Intervention de Cécile Muschotti

Séance en hémicycle du jeudi 8 octobre 2020 à 9h00
Renforcement du droit à l'avortement — Discussion générale

Photo issue du site de l'Assemblée nationale ou de WikipediaCécile Muschotti :

« J'ai beaucoup pleuré cette nuit-là. Assise sur un banc de l'hôpital, prostrée, anéantie, j'avais découvert l'oppression sous la forme la plus barbare. Un traumatisme. Mais je ne regrette rien. La biologie m'avait tendu un piège ; je l'avais déjoué. Je voulais vivre en harmonie avec mon corps, pas sous son diktat. » Derrière ce passage d'Une farouche liberté, de Gisèle Halimi, se dessine ce qu'encore aujourd'hui de trop nombreuses femmes vivent, lorsqu'elles pratiquent une interruption volontaire de grossesse.
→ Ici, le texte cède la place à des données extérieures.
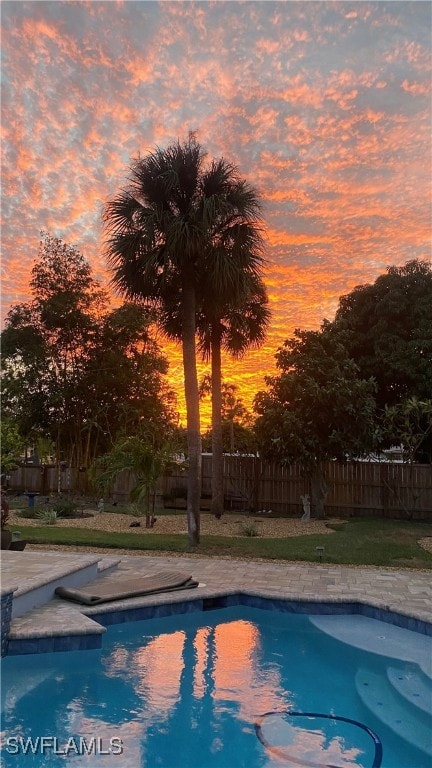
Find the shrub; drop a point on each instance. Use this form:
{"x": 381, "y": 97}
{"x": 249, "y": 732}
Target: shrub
{"x": 47, "y": 516}
{"x": 248, "y": 529}
{"x": 4, "y": 509}
{"x": 64, "y": 507}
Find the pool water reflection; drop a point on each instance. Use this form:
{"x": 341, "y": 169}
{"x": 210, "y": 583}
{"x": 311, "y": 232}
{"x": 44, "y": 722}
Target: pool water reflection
{"x": 188, "y": 691}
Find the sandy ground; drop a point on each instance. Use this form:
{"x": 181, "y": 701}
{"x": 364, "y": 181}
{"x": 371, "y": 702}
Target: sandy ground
{"x": 229, "y": 525}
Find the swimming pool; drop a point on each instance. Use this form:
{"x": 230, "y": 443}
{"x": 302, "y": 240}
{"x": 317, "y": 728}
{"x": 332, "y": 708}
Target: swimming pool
{"x": 227, "y": 688}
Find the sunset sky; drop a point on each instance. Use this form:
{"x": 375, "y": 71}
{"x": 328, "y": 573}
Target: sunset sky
{"x": 324, "y": 106}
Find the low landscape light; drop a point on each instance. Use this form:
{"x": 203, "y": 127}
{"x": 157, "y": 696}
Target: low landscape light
{"x": 320, "y": 552}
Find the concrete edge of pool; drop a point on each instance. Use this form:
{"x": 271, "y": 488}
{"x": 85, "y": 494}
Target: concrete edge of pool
{"x": 92, "y": 639}
{"x": 401, "y": 597}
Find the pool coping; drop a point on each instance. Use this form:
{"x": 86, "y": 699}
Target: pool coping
{"x": 92, "y": 622}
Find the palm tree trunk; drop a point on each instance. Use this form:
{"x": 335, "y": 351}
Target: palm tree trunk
{"x": 319, "y": 491}
{"x": 192, "y": 413}
{"x": 217, "y": 503}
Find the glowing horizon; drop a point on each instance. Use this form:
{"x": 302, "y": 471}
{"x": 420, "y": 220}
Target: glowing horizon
{"x": 325, "y": 107}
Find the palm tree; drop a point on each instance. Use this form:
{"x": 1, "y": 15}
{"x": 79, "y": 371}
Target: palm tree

L'IVG a beau avoir été dépénalisée et légalisée en France depuis plus de quarante-cinq ans, le maintien effectif de ce droit reste fragile. Le droit des femmes à disposer de leur corps, ce droit fondamental, consubstantiel à la notion même de liberté individuelle, paraît incomplet.

C'est pour garantir à l'ensemble des femmes vivant en France un égal droit d'accès à l'IVG que la délégation aux droits des femmes et à l'égalité entre les hommes et les femmes de notre assemblée a constitué une mission d'information sur l'accès à l'interruption volontaire de grossesse. Cette mission, dont j'ai eu l'honneur d'être rapporteure avec ma collègue Marie-Noëlle Battistel, a rendu ses travaux il y a moins d'un mois.

Après avoir entendu pendant des mois des dizaines de représentants d'associations oeuvrant dans tous les domaines concernés, après nous être déplacées en France et à l'étranger, nous en sommes arrivées à la conclusion que les conditions d'accès à l'IVG sont inégales sur le territoire national. Le parcours d'accès à l'IVG est encore semé de trop nombreux obstacles, qui pourraient pourtant être facilement levés. L'offre de soins est variable, et les difficultés d'accès se sont accrues en période de crise sanitaire. Les empêchements sont encore trop nombreux, les effectifs de praticiens diminuent. Des milliers de femmes doivent se rendre à l'étranger pour recourir à un avortement hors délai.

Si la liberté est le choix des contraintes, alors elle n'est pas complète lorsque les contraintes sont trop nombreuses et deviennent dirimantes.

Nous devons « améliorer les conditions concrètes d'accès à l'IVG et faire évoluer les mentalités », pour reprendre l'intitulé du titre II de notre rapport d'information.

Madame la rapporteure, nos constats rejoignent les vôtres. Les difficultés plongent les femmes dans un sentiment de solitude, de rejet et d'angoisse, alors même qu'elles devraient tout au contraire être accompagnées le plus efficacement possible vers un acte qui, même s'il est pratiqué de plein gré, reste grave.

« L'avortement de convenance » n'existe pas, disait déjà Simone Veil en 1974, et sous devons toujours trouver à ce problème une solution « réaliste, humaine et juste », pour reprendre les termes qu'elle employa ici même.